No. Devices that have not received the 2023 certificate update will continue to boot and receive standard Windows patches normally. What they permanently lose is the ability to receive future Secure Boot database updates — meaning Microsoft cannot push new bootkit revocations to those devices. The consequence is a gradual degradation of boot-level security rather than an immediate failure.

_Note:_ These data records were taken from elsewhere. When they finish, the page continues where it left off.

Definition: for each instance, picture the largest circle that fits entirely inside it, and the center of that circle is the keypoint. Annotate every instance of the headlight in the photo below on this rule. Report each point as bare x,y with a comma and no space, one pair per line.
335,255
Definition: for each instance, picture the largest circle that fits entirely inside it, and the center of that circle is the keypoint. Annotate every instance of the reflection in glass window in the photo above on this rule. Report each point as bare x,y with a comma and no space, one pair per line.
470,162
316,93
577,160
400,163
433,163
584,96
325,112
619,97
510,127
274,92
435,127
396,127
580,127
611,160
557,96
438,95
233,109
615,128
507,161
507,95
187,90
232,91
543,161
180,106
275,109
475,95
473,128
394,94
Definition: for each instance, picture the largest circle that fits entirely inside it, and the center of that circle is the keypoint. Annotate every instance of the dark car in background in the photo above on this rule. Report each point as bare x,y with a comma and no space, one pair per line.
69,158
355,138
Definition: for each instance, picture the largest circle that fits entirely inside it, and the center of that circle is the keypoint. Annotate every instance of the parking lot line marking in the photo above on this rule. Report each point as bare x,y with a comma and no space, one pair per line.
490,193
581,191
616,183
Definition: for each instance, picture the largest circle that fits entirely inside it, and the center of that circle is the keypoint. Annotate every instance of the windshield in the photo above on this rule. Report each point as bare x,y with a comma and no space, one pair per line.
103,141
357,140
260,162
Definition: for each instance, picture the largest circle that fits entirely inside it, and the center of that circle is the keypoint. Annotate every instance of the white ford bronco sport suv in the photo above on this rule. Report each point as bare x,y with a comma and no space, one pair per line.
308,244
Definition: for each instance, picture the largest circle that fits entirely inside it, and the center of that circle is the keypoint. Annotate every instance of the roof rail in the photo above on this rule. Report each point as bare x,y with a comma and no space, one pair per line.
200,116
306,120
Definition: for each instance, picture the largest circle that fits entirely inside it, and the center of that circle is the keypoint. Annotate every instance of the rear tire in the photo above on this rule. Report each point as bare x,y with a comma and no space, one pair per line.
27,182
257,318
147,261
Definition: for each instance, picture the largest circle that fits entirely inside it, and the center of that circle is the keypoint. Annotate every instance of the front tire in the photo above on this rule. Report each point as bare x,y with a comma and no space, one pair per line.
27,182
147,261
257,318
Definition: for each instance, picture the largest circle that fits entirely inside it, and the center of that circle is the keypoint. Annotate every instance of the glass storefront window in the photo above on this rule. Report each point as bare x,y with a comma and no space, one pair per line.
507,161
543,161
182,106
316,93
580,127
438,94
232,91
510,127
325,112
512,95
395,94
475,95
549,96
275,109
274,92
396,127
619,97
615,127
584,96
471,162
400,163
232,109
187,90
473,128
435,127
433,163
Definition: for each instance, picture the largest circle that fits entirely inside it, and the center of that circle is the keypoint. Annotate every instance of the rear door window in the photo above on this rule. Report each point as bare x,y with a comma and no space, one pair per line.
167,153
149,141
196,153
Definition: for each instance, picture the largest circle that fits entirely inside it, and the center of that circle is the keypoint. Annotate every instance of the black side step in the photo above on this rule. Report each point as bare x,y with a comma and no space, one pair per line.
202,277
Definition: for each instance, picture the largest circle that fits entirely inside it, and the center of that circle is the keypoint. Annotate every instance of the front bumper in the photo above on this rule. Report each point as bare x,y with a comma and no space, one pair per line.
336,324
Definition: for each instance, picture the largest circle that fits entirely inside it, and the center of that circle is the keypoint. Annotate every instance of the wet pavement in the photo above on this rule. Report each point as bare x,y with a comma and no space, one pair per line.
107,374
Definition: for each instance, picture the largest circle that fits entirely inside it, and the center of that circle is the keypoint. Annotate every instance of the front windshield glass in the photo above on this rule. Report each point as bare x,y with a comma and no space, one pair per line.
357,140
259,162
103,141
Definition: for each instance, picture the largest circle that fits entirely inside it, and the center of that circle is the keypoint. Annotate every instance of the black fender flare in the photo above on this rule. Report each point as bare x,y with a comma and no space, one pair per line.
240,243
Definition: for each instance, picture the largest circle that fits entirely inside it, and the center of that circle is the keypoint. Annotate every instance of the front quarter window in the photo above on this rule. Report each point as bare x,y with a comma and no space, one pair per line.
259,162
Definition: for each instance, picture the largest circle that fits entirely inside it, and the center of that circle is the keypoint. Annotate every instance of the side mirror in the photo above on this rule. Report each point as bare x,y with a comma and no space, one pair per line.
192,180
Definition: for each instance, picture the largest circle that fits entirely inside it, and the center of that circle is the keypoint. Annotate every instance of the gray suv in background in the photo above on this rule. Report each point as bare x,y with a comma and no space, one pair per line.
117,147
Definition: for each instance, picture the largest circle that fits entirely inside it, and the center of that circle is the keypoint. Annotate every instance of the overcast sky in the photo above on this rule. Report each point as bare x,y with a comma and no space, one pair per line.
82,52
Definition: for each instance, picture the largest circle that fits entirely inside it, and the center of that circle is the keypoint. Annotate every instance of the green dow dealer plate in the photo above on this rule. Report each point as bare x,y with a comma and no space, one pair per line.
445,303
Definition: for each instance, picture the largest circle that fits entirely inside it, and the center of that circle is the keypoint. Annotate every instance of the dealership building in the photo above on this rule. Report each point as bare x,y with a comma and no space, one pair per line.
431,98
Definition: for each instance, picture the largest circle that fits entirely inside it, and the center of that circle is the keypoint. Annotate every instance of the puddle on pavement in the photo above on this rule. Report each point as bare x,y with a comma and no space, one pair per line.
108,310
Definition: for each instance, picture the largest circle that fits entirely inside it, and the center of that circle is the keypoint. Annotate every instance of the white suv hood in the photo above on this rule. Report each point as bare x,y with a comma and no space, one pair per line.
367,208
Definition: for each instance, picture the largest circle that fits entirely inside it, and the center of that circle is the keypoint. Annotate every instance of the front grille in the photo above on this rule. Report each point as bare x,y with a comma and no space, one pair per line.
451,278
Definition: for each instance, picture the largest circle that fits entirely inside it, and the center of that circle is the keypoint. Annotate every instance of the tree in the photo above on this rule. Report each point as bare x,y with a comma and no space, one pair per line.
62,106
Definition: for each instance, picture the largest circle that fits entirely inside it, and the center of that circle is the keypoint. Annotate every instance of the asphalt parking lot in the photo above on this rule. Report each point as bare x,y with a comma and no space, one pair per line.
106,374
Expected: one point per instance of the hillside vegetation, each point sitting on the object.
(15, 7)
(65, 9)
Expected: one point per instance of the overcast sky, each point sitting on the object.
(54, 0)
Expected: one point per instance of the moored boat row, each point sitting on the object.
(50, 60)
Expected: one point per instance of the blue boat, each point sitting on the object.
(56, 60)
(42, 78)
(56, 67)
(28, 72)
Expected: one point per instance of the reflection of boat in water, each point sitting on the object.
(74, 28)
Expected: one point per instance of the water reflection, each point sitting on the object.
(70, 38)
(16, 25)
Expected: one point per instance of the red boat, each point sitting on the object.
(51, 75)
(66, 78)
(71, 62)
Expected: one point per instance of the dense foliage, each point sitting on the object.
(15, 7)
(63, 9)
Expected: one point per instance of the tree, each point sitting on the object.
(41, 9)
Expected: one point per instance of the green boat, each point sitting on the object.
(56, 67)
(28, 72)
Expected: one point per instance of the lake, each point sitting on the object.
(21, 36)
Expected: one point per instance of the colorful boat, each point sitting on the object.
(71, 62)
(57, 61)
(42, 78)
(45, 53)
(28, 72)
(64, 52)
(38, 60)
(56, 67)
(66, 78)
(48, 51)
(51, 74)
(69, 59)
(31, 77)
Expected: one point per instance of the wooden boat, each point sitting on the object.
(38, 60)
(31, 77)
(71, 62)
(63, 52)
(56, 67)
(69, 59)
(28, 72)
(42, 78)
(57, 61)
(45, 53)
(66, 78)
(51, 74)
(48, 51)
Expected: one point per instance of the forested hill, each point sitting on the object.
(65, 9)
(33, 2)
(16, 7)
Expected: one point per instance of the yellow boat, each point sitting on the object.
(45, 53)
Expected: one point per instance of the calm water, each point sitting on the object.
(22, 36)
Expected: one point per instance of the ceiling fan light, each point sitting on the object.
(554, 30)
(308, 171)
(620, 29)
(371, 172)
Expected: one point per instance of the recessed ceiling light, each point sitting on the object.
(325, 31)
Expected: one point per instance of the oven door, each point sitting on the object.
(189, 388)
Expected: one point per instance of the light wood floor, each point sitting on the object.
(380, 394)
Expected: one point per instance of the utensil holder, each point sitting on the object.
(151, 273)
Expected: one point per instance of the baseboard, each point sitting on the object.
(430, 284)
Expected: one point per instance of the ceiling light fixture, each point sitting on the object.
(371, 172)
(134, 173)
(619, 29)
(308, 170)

How do I check whether my Windows device has the updated Secure Boot certificates?
Open the Windows Security app, select Device Security, and look for the Secure Boot status indicator. A green badge means the transition is complete. Alternatively, navigate in the Registry Editor to HKLM:SYSTEMCurrentControlSetControlSecureBootServicing and check the UEFICA2023Status value — it should read “Updated” on a fully migrated device. Microsoft’s full guidance hub is at aka.ms/GetSecureBoot.
Does the Secure Boot certificate expiry affect Linux or dual-boot systems?
Yes. Every major Linux distribution that supports Secure Boot relies on a first-stage bootloader called Shim, signed by the Microsoft Corporation UEFI CA 2011 certificate that expires June 27. Red Hat released a dual-signed Shim for RHEL 8, 9, and 10 on June 10, 2026; Ubuntu, Debian, and Fedora have issued equivalent updates. On dual-boot systems, after the UEFI CA 2011 expires, only Shim versions signed with the 2023 certificate will be trusted on devices that have made the transition — so firmware and Linux package updates should ideally happen in coordination.
What is a DBX revocation and why does it matter after this deadline?
The DBX, or Forbidden Signature Database, is the Secure Boot blocklist stored in firmware. When a bootkit or vulnerable bootloader is discovered, Microsoft adds its cryptographic signature to the DBX and pushes the update to connected devices. That update requires a valid KEK to authorize it. After the KEK CA 2011 expires, a device that has not received the 2023 replacement can no longer accept new DBX entries — meaning every future bootkit discovered after June 24 has a permanent, unblockable path into unupdated devices’ boot chains.